C’était la première fois que je me rendais au CES. Il faut s’imaginer un salon organisé sur plusieurs kilomètres de long, dans différents espaces, intérieurs et extérieurs, où se côtoient les dernières innovations dans les nouvelles technologies. Les grandes entreprises ne manquent pas ce rendez-vous et présentent généralement leur produit sur de grands stands. Les start up ont quant à elle un hall dédié, appelé « Eureka Park », dans lequel elles ne peuvent exposer qu’une fois. Il s’agit donc pour elles d’une opportunité de se faire connaître, rencontrer des investisseurs, et confronter leur produit ou service à des milliers de personnes.

La France constitue la 2ème délégation, après les Etats-Unis, présente au CES. Et cela se vérifie avec les dizaines de start-up qui ont fait le déplacement, pour certaines regroupées dans la French Tech et accompagnées par Business France, pour d’autres accompagnées par les régions (l’Occitanie avait un espace dédié) ou encore La Poste qui, accompagne des start-up dans les domaines de la santé, du logement, des biotechnologies par exemple.

J’ai regretté que la France soit le seul pays à partir en ordre dispersé. En effet, les start up françaises étaient éparpillées. Si l’on veut réellement aider nos jeunes pépites, au-delà de leur accorder des subventions publiques, je pense qu’il est nécessaire que le politique s’efface et que l’on capitalise sur la marque France.
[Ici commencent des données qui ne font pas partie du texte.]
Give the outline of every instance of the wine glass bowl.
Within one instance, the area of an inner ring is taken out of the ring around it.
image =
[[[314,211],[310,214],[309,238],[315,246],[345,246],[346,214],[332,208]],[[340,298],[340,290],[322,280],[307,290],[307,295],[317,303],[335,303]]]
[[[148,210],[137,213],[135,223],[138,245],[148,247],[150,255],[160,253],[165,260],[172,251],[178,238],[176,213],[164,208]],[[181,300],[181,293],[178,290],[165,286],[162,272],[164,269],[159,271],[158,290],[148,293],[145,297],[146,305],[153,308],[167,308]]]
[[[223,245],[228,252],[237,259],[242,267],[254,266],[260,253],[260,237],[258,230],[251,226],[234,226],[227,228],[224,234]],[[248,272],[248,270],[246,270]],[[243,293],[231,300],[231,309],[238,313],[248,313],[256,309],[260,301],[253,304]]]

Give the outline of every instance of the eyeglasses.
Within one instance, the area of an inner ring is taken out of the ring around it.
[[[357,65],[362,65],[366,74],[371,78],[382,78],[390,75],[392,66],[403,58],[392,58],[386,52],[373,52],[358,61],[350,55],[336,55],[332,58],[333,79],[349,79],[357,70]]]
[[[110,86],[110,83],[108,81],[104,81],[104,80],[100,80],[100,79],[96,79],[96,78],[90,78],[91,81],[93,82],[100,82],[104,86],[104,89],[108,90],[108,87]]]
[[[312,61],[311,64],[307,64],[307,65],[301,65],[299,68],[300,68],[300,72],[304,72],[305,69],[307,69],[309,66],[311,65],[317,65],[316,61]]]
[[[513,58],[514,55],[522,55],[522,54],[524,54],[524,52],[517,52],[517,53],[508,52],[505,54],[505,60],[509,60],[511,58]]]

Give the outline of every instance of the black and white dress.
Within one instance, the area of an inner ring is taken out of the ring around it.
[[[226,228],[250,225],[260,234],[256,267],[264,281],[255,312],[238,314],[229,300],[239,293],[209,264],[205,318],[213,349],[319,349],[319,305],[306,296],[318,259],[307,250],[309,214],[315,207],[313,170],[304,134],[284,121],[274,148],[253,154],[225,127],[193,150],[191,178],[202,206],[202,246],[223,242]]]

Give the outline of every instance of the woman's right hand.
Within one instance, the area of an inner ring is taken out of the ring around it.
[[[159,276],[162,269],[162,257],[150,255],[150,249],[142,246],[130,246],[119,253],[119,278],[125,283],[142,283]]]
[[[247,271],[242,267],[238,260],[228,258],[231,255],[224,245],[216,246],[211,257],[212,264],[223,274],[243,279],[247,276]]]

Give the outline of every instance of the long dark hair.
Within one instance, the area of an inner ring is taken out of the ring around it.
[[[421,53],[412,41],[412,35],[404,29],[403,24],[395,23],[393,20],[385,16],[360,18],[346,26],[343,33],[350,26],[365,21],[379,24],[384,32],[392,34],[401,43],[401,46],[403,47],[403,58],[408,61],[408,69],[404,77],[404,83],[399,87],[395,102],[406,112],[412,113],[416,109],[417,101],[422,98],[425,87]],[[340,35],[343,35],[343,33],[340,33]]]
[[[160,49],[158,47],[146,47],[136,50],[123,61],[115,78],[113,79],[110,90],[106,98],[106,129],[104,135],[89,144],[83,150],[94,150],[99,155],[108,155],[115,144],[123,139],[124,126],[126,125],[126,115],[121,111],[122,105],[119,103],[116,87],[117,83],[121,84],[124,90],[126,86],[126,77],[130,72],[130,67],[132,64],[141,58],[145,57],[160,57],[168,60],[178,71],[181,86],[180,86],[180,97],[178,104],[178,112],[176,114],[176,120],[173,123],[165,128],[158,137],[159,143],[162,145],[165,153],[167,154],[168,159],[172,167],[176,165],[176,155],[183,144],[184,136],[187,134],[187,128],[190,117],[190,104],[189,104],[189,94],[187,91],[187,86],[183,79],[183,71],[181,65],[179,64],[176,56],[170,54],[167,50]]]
Car oui, la France a des atouts à faire valoir et jouit d’une image très positive à l’étranger, et Emmanuel Macron n’y est pas pour rien. J’ai en effet entendu de nombreux Français me dire la fierté retrouvée d’être Français, et des visiteurs étrangers enviant la France, et saluant le dynamisme et l’action du Président de la République.

J’ai également rencontre Gary Chapiro, le président du CES, que j’ai invité en France pour venir parler des entreprises et de l’entrepreneuriat.

Ce déplacement aux Etats-Unis m’a ensuite amené à San Francisco et à la Silicon Valley, aux côtés de nombreux entrepreneurs toulousains, Avant quelques visites d’entreprises, nous nous sommes rendus au Silicon Valley Innovation Center à la rencontre de son directeur, Andrey Kunov, pour une conférence sur l’innovation et une présentation de l’éco-système numérique local.

Le numérique fait partie de l’ADN des entreprises implantées dans la Silicon Valley. C’est par exemple le cas de Tesla, constructeur automobile de voitures électriques sportives et de luxe. J’ai eu l’opportunité de visiter leur usine de Fremont, dans laquelle l’entreprise cultive savamment le secret. Photos interdites, mais pour se faire une idée, le site représente l’équivalent de 66 terrains de foot et accueille 10.000 salariés.

Chez Facebook, à Palo Alto, une autre ambiance. Campus à l’américaine, bâtiments colorés, vélos à disposition pour se déplacer sur ce site qui s’étend sur un kilomètre, espaces détentes disséminés, etc. A l’inverse de Tesla, chez Facebook, on vous encourage à communiquer, prendre des photos, les partager.

 

Le point commun que j’y ai vu, et tout au long de mon déplacement, c’est la culture d’entreprise, et l’encouragement permanent à la prise de risque.
Ces quelques jours m’ont également permis d’échanger avec de nombreux chefs d’entreprises toulousains, à la veille de l’examen à l’Assemblée de la loi sur le droit à l’erreur et de la loi PACTE (plan d’action pour la croissance et la transformation des entreprises).